Lasso Regression In Scikit-Learn

Often we want conduct a process called regularization, wherein we penalize the number of features in a model in order to only keep the most important features. This can be particularly important when you have a dataset with 100,000+ features.

Lasso regression is a common modeling technique to do regularization. The math behind it is pretty interesting, but practically, what you need to know is that Lasso regression comes with a parameter, alpha, and the higher the alpha, the most feature coefficients are zero.

That is, when alpha is 0, Lasso regression produces the same coefficients as a linear regression. When alpha is very very large, all coefficients are zero.

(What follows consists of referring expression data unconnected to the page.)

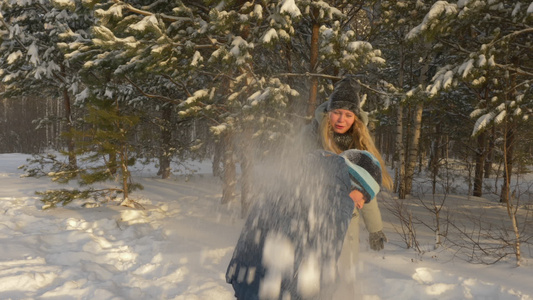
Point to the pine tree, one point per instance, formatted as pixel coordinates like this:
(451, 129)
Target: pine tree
(31, 62)
(491, 56)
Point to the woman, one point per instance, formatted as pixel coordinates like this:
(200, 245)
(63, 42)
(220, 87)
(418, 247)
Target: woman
(339, 125)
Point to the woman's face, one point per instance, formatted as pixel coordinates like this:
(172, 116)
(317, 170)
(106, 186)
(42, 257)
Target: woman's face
(341, 120)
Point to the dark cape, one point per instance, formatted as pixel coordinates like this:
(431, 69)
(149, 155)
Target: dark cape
(295, 230)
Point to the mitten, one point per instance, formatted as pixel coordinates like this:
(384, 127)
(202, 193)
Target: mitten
(377, 240)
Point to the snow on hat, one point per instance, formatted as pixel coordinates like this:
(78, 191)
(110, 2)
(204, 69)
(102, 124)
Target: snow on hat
(346, 96)
(365, 172)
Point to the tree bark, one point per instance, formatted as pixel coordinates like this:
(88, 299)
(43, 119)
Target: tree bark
(399, 183)
(480, 159)
(246, 172)
(166, 138)
(312, 102)
(72, 163)
(230, 174)
(489, 157)
(413, 150)
(508, 162)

In this tutorial, I run three lasso regressions, with varying levels of alpha, and show the resulting effect on the coefficients.

Preliminaries

from sklearn.linear_model import Lasso
from sklearn.preprocessing import StandardScaler
from sklearn.datasets import load_boston
import pandas as pd

Load Data

boston = load_boston()
scaler = StandardScaler()
X = scaler.fit_transform(boston["data"])
Y = boston["target"]
names = boston["feature_names"]

Run Three Lasso Regressions, Varying Alpha Levels

# Create a function called lasso,
def lasso(alphas):
    '''
    Takes in a list of alphas. Outputs a dataframe containing the coefficients of lasso regressions from each alpha.
    '''
    # Create an empty data frame
    df = pd.DataFrame()

    # Create a column of feature names
    df['Feature Name'] = names

    # For each alpha value in the list of alpha values,
    for alpha in alphas:
        # Create a lasso regression with that alpha value,
        lasso = Lasso(alpha=alpha)

        # Fit the lasso regression
        lasso.fit(X, Y)

        # Create a column name for that alpha value
        column_name = 'Alpha = %f' % alpha

        # Create a column of coefficient values
        df[column_name] = lasso.coef_

    # Return the datafram    
    return df
# Run the function called, Lasso
lasso([.0001, .5, 10])
Feature Name Alpha = 0.000100 Alpha = 0.500000 Alpha = 10.000000
0 CRIM -0.920130 -0.106977 -0.0
1 ZN 1.080498 0.000000 0.0
2 INDUS 0.142027 -0.000000 -0.0
3 CHAS 0.682235 0.397399 0.0
4 NOX -2.059250 -0.000000 -0.0
5 RM 2.670814 2.973323 0.0
6 AGE 0.020680 -0.000000 -0.0
7 DIS -3.104070 -0.169378 0.0
8 RAD 2.656950 -0.000000 -0.0
9 TAX -2.074110 -0.000000 -0.0
10 PTRATIO -2.061921 -1.599574 -0.0
11 B 0.856553 0.545715 0.0
12 LSTAT -3.748470 -3.668884 -0.0

Notice that as the alpha value increases, more features have a coefficient of 0.